エルテリーゼは月の光が届かない虚空へと語り掛けた。
「ずいぶんと計画と違うのではなくて? ガルナは例の施設で生き埋めになるという話だったけど」
エルテリーゼの独り言には、驚くべきことに返答があった。
「ええ、その予定だったのですが。ガルナドールは罠を察知したのか来なかったようで……」
闇の中から仮面を被った女が現れる。
バルミナ司教のそばにいた副官だ。
「随分とお粗末な話ね」
エルテリーゼの声にはあからさまな苛立ちが混じっていた。
副官も申し訳なさそうな態度を取ってはいるが、頭は下げない。
「まあ、もともとが素人の立てた作戦でしたからね。実のところ私も状況を確認するために使いに出されてきたのですよ。形だけでも報告しなくてはならないので、よろしければ事情を聞かせていただいても? あなたが幽閉塔の外にいる理由も含めて」
「先に質問をするのはこちらよ。どうしてラウナリースがこの国に? あの子はセレブラントで平和に暮らしていなければならないのに。私があなたたちの『楽園計画』に協力しているのは、すべてあの子のためなのよ? それなのに、あの子が巻き込まれたら元も子もないじゃない!」
エルテリーゼはそこまで捲し立てると、ケホケホと苦しそうに咳をする。
「どうか落ち着いて。お体に触りますよ」
「私のことはどうでもいい。とにかく、話によってはもう協力しないわよ」
「……交換留学ですよ。彼女は自分の意志でこの国にいるのです。我々は介在していません」
「疑わしいわね。これも『あの御方』とやらの差し金ではないの?」
「本当です。嘘だと思うのであれば、状況が落ち着いてから事実関係を調べてください。さて、次はこちらが問う番です。ここでいったい何があったのですか?」
「……ガルナがやられたわ。あなたの言っていた竜王族の使者にね。私は幽閉塔から救出されてしまった」
「ああ……そういうことでしたか。大賢者のところで修行している間は大人しくしていると思っていましたが、彼らの行動力を甘く見ていましたね」
「神造人類になったガルナを倒すだなんて、今でも信じられないわ。本当にあなたたちの計画ではないの?」
「とんでもない。完全にイレギュラーですよ。あの御方もおっしゃっていませんでしたしね」
エルテリーゼは親指の爪を噛みながら思考を巡らせる。
思わず感情的になってしまったが、ここで問い詰めたところで意味はない。
それになにより、持ち掛けられた計画に乗ろうと決めたのは自分だ。
今更この女が嘘を吐く必要も、ラウナリースを人質に取るメリットもない。
「……結構。ひとまず信じましょうか」
エルテリーゼが顔を上げると、仮面の女が再び質問を投げかける。
「それより、どうするのですか? 本来ならガルナドールに王の暗殺を決行させた後で、用意しておいた暗殺の証拠を提示する手筈でしたが」
「計画変更よ。私が幽閉塔にいなければ王の暗殺を見過ごしたことになってしまう。証拠は予定通りに提示するけれど、暗殺は止めなくてはならないわ」
「妹君に頼まれたのですか?」
「……見ていたの?」
「まさか。声が聞こえる距離まで近づいたら『彼ら』にバレてしまいますよ。なんとなくそう思っただけです」
『彼ら』というのが竜王族の使者と、隣にいた竜王族の娘なのは間違いない……エルテリーゼはそう分析した。
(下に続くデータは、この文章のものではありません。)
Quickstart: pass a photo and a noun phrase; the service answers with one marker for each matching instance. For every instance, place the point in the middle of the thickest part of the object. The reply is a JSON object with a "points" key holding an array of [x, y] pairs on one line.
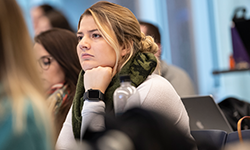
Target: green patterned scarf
{"points": [[138, 67]]}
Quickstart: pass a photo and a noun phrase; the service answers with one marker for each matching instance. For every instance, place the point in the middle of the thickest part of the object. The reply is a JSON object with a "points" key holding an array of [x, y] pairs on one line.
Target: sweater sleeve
{"points": [[158, 94], [92, 116]]}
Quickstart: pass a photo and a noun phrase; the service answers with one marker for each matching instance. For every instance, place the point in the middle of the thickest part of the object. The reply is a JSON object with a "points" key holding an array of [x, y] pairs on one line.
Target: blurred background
{"points": [[196, 36]]}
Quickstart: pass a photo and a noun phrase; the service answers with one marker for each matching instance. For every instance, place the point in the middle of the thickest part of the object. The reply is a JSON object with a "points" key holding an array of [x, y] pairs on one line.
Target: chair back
{"points": [[234, 136], [209, 139]]}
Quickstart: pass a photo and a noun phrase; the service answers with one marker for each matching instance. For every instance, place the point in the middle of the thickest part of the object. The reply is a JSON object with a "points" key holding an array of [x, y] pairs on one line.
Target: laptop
{"points": [[204, 113]]}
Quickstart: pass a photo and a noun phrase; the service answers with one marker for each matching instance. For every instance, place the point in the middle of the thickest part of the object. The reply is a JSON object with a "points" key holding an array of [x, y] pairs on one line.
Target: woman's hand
{"points": [[97, 78]]}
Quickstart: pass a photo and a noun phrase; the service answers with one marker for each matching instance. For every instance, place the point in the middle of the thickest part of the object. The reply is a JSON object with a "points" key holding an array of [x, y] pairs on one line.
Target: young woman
{"points": [[24, 121], [110, 44], [59, 68]]}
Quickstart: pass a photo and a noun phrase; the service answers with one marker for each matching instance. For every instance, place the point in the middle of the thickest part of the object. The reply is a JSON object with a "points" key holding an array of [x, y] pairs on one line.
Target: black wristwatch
{"points": [[93, 95]]}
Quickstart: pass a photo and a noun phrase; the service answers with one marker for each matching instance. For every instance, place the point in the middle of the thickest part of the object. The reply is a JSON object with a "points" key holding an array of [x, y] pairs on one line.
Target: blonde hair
{"points": [[18, 75], [120, 29]]}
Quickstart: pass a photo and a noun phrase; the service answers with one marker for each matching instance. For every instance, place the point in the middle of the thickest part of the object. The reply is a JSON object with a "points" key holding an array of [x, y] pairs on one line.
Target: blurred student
{"points": [[59, 68], [175, 75], [46, 17], [112, 44], [138, 129], [24, 120]]}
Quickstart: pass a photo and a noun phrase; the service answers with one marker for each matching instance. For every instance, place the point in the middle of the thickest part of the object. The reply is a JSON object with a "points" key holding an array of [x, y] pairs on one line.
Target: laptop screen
{"points": [[204, 113]]}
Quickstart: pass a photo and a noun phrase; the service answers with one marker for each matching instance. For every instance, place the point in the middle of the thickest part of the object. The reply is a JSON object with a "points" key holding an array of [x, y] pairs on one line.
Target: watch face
{"points": [[93, 94]]}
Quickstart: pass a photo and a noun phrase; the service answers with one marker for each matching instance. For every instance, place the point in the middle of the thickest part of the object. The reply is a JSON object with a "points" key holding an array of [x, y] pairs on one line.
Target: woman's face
{"points": [[92, 49], [50, 70]]}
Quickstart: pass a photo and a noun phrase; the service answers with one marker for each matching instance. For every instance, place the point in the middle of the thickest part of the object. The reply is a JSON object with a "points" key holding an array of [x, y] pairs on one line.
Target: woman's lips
{"points": [[86, 56]]}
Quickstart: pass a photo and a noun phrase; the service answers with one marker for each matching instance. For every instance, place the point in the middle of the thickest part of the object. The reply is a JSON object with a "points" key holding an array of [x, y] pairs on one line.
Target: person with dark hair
{"points": [[25, 123], [37, 12], [138, 129], [46, 17], [59, 68], [110, 44], [175, 75]]}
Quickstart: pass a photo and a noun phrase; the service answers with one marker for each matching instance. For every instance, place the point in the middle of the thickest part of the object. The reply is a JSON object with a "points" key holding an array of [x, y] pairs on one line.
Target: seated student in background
{"points": [[175, 75], [112, 44], [59, 67], [46, 17], [25, 123]]}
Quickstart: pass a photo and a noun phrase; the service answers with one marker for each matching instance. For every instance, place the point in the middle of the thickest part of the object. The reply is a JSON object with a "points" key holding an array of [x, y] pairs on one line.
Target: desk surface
{"points": [[216, 72]]}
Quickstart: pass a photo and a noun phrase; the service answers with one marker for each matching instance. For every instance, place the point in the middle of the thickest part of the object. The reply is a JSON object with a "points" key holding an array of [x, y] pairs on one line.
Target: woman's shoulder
{"points": [[155, 85], [156, 80]]}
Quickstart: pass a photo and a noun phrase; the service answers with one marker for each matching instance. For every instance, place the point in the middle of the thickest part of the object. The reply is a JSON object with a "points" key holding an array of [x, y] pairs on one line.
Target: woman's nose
{"points": [[84, 44]]}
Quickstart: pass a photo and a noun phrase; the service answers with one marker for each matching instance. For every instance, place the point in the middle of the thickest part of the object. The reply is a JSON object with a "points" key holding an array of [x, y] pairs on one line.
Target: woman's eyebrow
{"points": [[90, 31]]}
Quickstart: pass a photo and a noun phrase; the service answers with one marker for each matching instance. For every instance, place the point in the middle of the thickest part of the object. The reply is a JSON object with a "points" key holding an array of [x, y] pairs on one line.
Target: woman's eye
{"points": [[96, 35], [79, 38], [46, 61]]}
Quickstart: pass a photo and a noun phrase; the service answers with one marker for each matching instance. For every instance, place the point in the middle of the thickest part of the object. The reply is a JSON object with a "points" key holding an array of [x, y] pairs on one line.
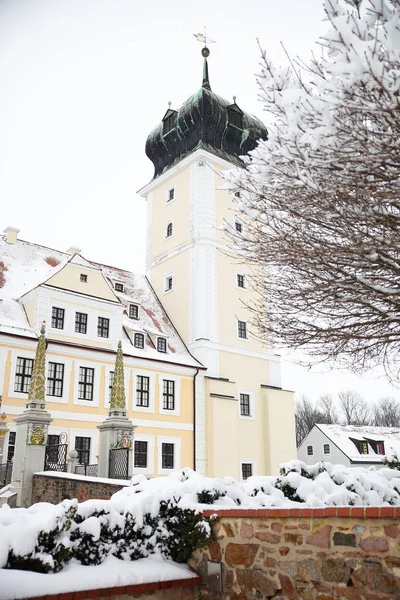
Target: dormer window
{"points": [[133, 311], [169, 121], [235, 116], [138, 340], [361, 445], [161, 344]]}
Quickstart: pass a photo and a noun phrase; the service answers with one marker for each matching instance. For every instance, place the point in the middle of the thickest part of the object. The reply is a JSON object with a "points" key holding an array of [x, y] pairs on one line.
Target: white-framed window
{"points": [[241, 282], [169, 453], [138, 340], [169, 230], [170, 395], [143, 453], [239, 227], [246, 404], [85, 441], [168, 283], [143, 392], [133, 311], [87, 383], [242, 329], [161, 344], [247, 468], [170, 194]]}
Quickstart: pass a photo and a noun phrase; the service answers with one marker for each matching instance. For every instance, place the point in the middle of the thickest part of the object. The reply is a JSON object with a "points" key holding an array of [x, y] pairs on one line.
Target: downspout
{"points": [[194, 418]]}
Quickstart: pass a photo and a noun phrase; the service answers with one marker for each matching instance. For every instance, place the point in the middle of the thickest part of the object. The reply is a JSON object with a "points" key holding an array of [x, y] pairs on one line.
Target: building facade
{"points": [[202, 389], [248, 420], [87, 308], [350, 445]]}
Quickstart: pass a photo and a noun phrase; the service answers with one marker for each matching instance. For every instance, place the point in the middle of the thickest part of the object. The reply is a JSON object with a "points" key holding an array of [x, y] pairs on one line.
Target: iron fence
{"points": [[5, 473], [119, 463], [90, 470], [55, 458]]}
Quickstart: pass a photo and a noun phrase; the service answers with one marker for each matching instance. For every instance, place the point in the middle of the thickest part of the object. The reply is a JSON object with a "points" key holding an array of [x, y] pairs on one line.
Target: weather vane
{"points": [[202, 37]]}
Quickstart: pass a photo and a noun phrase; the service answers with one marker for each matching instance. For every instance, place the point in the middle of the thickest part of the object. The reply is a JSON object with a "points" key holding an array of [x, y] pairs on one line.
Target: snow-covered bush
{"points": [[164, 515]]}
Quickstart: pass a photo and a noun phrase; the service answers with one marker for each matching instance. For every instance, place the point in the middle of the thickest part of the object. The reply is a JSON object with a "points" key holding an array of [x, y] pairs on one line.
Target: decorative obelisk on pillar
{"points": [[116, 432], [32, 428], [3, 432]]}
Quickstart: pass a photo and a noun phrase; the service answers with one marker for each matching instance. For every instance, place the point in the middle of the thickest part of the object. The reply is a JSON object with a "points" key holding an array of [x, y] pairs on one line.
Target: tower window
{"points": [[138, 340], [169, 121], [133, 311], [240, 281], [242, 329], [169, 281], [245, 405]]}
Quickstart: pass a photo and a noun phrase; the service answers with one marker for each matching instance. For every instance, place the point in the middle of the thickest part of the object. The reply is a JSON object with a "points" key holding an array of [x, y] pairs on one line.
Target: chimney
{"points": [[11, 234], [73, 250]]}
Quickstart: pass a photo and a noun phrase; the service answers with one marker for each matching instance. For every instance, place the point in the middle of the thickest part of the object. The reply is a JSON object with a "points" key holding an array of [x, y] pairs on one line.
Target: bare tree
{"points": [[386, 413], [354, 408], [321, 196]]}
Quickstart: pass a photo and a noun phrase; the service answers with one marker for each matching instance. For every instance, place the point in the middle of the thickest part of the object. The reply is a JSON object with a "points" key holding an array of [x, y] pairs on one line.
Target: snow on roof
{"points": [[341, 436], [24, 266]]}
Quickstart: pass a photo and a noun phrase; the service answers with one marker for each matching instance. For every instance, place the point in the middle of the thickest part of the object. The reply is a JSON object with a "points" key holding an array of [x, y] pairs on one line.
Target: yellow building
{"points": [[246, 424], [87, 308], [202, 390]]}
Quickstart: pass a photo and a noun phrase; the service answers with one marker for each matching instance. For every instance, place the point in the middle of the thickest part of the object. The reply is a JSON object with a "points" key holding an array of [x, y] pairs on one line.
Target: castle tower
{"points": [[245, 421]]}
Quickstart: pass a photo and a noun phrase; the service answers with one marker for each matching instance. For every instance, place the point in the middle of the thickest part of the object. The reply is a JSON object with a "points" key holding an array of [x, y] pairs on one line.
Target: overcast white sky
{"points": [[82, 84]]}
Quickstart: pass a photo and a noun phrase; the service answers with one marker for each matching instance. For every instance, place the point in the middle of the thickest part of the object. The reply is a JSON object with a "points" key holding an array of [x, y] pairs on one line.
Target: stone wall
{"points": [[308, 554], [179, 589], [56, 488]]}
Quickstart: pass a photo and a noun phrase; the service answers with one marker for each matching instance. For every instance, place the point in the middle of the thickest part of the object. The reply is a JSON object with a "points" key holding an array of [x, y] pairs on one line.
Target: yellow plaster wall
{"points": [[30, 311], [176, 210], [279, 428], [68, 278]]}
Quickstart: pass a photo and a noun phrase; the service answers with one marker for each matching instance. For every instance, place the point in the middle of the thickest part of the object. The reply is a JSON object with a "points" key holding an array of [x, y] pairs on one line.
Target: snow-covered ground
{"points": [[135, 523], [112, 572]]}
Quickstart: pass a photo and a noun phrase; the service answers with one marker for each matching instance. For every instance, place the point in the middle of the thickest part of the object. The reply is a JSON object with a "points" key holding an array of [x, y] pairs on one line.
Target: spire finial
{"points": [[205, 52]]}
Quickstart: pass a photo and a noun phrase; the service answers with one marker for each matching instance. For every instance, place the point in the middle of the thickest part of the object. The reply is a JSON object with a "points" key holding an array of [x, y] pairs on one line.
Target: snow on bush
{"points": [[163, 515]]}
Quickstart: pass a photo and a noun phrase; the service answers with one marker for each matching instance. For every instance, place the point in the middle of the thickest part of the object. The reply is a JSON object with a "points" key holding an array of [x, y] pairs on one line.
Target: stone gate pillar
{"points": [[116, 432], [32, 428]]}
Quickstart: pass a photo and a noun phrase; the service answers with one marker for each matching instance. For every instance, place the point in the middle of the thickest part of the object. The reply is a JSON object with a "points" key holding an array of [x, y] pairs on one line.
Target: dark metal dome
{"points": [[205, 121]]}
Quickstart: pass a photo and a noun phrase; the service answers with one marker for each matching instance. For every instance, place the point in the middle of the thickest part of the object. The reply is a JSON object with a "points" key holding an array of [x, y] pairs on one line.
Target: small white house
{"points": [[349, 445]]}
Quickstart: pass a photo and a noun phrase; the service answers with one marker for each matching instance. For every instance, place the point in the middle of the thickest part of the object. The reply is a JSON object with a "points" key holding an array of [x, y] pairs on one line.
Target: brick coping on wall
{"points": [[141, 588], [359, 512]]}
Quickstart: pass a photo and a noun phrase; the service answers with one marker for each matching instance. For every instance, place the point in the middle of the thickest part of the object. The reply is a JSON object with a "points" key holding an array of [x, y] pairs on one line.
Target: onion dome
{"points": [[204, 121]]}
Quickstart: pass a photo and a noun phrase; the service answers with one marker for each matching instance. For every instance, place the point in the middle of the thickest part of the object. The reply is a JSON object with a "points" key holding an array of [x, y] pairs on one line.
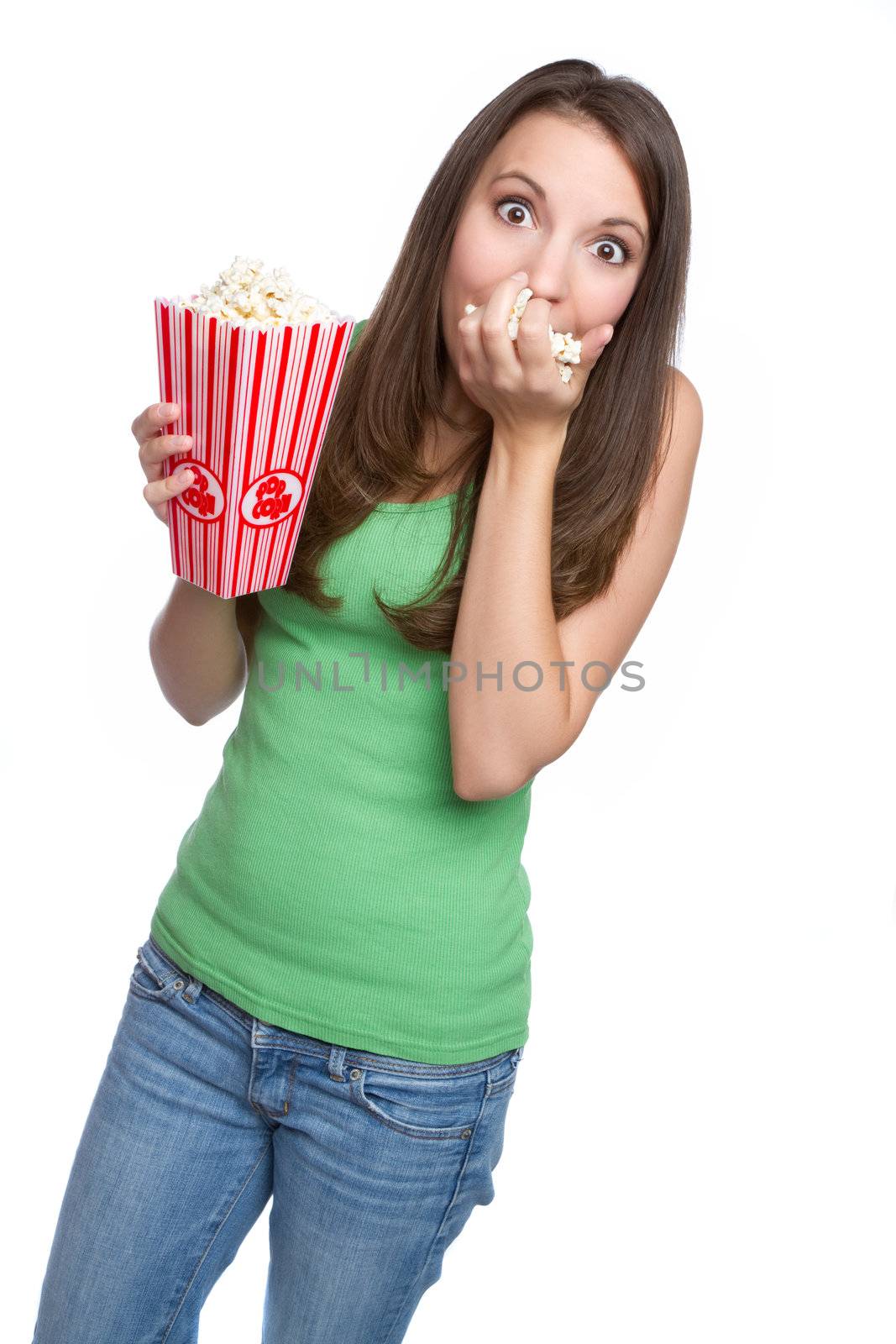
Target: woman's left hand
{"points": [[519, 382]]}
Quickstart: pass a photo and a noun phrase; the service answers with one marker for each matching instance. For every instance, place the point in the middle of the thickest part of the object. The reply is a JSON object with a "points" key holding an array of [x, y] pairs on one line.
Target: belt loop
{"points": [[335, 1065]]}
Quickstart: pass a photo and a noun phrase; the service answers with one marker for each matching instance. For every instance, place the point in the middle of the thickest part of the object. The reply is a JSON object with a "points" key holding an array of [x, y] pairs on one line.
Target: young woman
{"points": [[333, 999]]}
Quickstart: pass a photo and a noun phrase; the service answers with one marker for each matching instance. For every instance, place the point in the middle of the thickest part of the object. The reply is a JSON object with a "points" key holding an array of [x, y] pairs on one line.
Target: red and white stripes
{"points": [[257, 405]]}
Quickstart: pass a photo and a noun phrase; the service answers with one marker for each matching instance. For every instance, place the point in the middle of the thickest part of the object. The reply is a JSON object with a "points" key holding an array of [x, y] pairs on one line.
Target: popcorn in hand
{"points": [[563, 349], [249, 296]]}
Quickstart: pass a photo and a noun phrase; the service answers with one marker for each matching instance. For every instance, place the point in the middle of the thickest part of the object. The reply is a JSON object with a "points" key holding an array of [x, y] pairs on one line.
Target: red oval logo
{"points": [[270, 499], [204, 496]]}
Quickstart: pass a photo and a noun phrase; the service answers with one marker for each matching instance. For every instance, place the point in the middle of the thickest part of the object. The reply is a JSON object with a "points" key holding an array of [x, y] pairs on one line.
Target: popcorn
{"points": [[254, 366], [249, 296], [564, 349]]}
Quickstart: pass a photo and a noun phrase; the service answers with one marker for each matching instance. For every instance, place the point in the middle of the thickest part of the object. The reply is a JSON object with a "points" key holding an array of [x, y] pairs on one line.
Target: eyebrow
{"points": [[540, 192]]}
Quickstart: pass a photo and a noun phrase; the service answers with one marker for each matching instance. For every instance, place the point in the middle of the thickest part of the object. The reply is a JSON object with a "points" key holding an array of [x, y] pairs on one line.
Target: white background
{"points": [[701, 1144]]}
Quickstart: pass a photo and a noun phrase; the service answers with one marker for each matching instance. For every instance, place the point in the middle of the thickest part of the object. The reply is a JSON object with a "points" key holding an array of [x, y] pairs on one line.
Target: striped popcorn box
{"points": [[257, 403]]}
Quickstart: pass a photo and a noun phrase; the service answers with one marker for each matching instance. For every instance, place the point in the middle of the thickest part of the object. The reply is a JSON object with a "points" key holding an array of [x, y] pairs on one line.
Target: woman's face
{"points": [[584, 264]]}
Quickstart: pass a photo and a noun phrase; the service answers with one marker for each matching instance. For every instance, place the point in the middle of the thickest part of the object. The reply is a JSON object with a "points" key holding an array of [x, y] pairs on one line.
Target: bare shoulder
{"points": [[687, 417], [249, 615]]}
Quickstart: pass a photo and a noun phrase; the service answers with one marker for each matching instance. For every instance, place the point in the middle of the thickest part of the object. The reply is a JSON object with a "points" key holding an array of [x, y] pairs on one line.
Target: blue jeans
{"points": [[203, 1113]]}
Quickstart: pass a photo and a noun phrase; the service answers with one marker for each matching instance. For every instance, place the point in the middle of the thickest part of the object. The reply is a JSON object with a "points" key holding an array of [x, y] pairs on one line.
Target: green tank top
{"points": [[333, 884]]}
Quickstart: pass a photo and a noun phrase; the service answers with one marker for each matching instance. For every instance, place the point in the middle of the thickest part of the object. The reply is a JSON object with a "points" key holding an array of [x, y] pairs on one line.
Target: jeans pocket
{"points": [[421, 1105], [155, 976]]}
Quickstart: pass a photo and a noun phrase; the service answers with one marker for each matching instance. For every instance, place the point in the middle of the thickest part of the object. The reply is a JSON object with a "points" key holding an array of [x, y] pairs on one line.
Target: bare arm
{"points": [[197, 652], [501, 738]]}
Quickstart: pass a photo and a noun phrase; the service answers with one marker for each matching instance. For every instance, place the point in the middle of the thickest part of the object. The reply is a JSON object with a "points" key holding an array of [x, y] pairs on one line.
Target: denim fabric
{"points": [[204, 1112]]}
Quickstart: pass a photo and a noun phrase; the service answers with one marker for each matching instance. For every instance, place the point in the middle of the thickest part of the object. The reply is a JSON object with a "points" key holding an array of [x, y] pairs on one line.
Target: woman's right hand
{"points": [[155, 448]]}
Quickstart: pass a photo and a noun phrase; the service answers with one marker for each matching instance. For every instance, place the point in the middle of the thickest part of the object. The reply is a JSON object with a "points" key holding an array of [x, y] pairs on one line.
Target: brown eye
{"points": [[519, 207], [607, 245]]}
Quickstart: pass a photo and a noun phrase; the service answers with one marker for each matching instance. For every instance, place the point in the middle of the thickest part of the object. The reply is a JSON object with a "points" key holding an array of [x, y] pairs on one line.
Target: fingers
{"points": [[159, 492], [154, 418], [533, 338], [159, 448], [486, 343]]}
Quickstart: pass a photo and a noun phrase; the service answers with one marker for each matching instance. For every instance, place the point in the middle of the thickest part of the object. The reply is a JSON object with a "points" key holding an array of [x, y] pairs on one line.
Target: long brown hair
{"points": [[392, 381]]}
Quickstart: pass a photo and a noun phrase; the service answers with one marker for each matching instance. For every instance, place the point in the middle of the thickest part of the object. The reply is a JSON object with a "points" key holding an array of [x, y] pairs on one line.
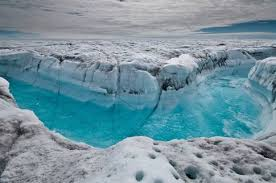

「竜王族に育てられた人間……アイレン。彼が人類の裁定者」
自分と父のもとを訪れた竜王族の女から人類裁定について初めて聞かされたとき、エルテリーゼはこう思った。
『このままなら人類は間違いなく滅ぼされる』
彼女はフルドレクスの忌まわしき歴史を知る者として、今の人類に竜王族と共存するほどの価値はないと断言できた。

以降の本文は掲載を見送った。